A falência da segurança pública

As manifestações ostensivas e violentas dos “black blocs”, fato novo na conjuntura social brasileira, expuseram a gravidade da crise na segurança pública e colocaram a própria Polícia Militar na linha de tiro. Embora a Instituição tenha feito, nos últimos anos, um esforço para mudar a imagem frente à opinião pública, pesa sobre a PM o estigma da truculência e das ações fora da lei. Diante da histórica fragilidade da legislação processual brasileira, os abusos de autoridade se acentuaram na ditadura militar, época em que os órgãos de segurança faziam a Justiça com as próprias mãos. A ação mais visível desta tentativa de reconstrução da imagem aconteceu no Rio de Janeiro com a criação das Unidades de Polícia Pacificadora (UPPs) para tentar exterminar o domínio do tráfico nos morros cariocas. No Estado de São Paulo, o mesmo objetivo vem sendo perseguido, embora ainda seja flagrante a contradição entre o discurso das autoridades e a prática das ruas. Levando em conta os últimos cinco anos, a Polícia do Estado é acusada de matar mais que a polícia americana.

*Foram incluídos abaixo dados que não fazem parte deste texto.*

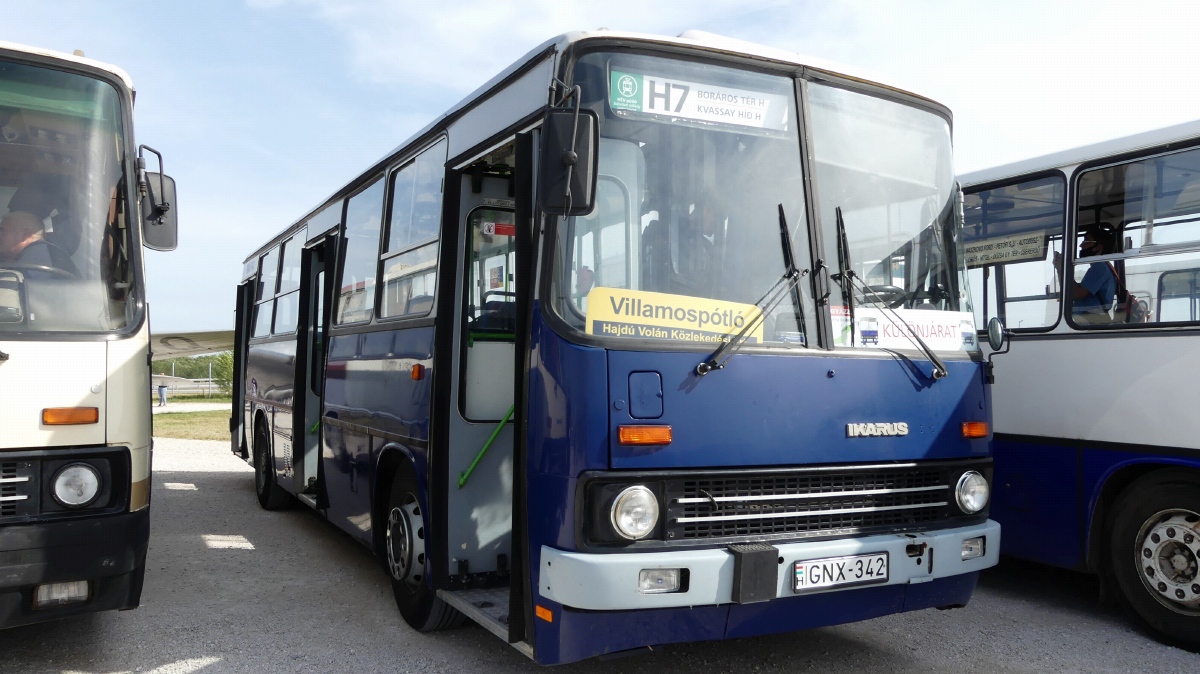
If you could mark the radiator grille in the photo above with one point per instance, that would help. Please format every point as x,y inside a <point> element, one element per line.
<point>16,488</point>
<point>805,504</point>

Dois episódios que mancharam a imagem da Instituição foram o massacre do Carandiru e o assassinato de Mário José Josino pelo policial “Rambo” na favela Naval de Diadema em 1997. O episódio da Favela Naval representa o típico caso de policiais que viram senhores da vida e da morte com ou sem o conhecimento dos superiores. Da mesma forma, é preciso reconhecer as milhares de ações da PM que salvaram vidas, tiraram de circulação criminosos perigosos, resgataram pessoas sequestradas e combateram o tráfico de drogas. Também não dá para esquecer das centenas de policiais civis e militares que morreram combatendo à organização criminosa que controla os presídios no Estado de São Paulo. Portanto, o ente nunca será somente uno, mas constituído pela contradição resultante do confronto diário entre o legal e o ilegal. A práxis ética e correta convive ao lado da patranhada. O embate em que se depara a Polícia Militar é o mesmo desafio que enfrentam os órgãos de segurança, o parlamento, o poder público ou a iniciativa privada. Os veios do descaminho estão no ISS da Prefeitura de São Paulo, nos altos salários do Congresso Nacional ou nas propinas pagas pelas empresas que prestaram serviço ao Metrô de São Paulo. Se não forem extirpadas logo, todas essas súcias vão corroer as instituições por dentro, solapando a estabilidade social.   

Dois episódios recentes ilustram bem essa dubiedade que hoje esgarça o tecido dos organismos sociais. No primeiro deles, um coronel da PM foi covardemente espancado por um grupo de black blocs durante uma manifestação em São Paulo. Mesmo ficando ferido com gravidade, nas entrevistas, o coronel Reynaldo Rossi desencorajou os subordinados a cometerem atos de vingança. “Precisamos discutir aspectos legais para envolver esse novo contexto que torne mais duras as punições a pessoas que se julgam no direito de invadir manifestações legítimas e produzir toda essa gama de destruição”, declarou o coronel, em lúcida entrevista concedida ao jornal Folha de São Paulo. Em outra ocorrência no Rio Janeiro, policiais militares agiram como se fossem os criminosos do morro que tanto combatem. Torturaram, mataram e sumiram com o corpo de um pedreiro. Do total de 25 policiais envolvidos, 13 foram presos e 12 respondem a processos em liberdade. Uma guarnição inteira envolvida no crime.

Essa falência da segurança pública está desarmando a atuação da polícia que ficou exposta tal qual o médico que trabalha no hospital sem recursos. A reconquista do respeito pela Instituição passa pela questão salarial aviltada pelos governantes. Se a sociedade não cobrar uma mudança política, a espiral da violência vai prosseguir com vítimas de ambos os lados. Faz-se necessário um diálogo construtivo para a retomada do princípio da autoridade. A escalada da violência está cobrando respostas que o modelo atual não pode mais oferecer. Levantamento recente mostra que cerca de 70% da população não confia no trabalho das diversas polícias do país. Cidadãos inseguros, criminosos que escapam pelas brechas da lei e a Polícia desacreditada. Eis o retrato da falência da segurança pública do país.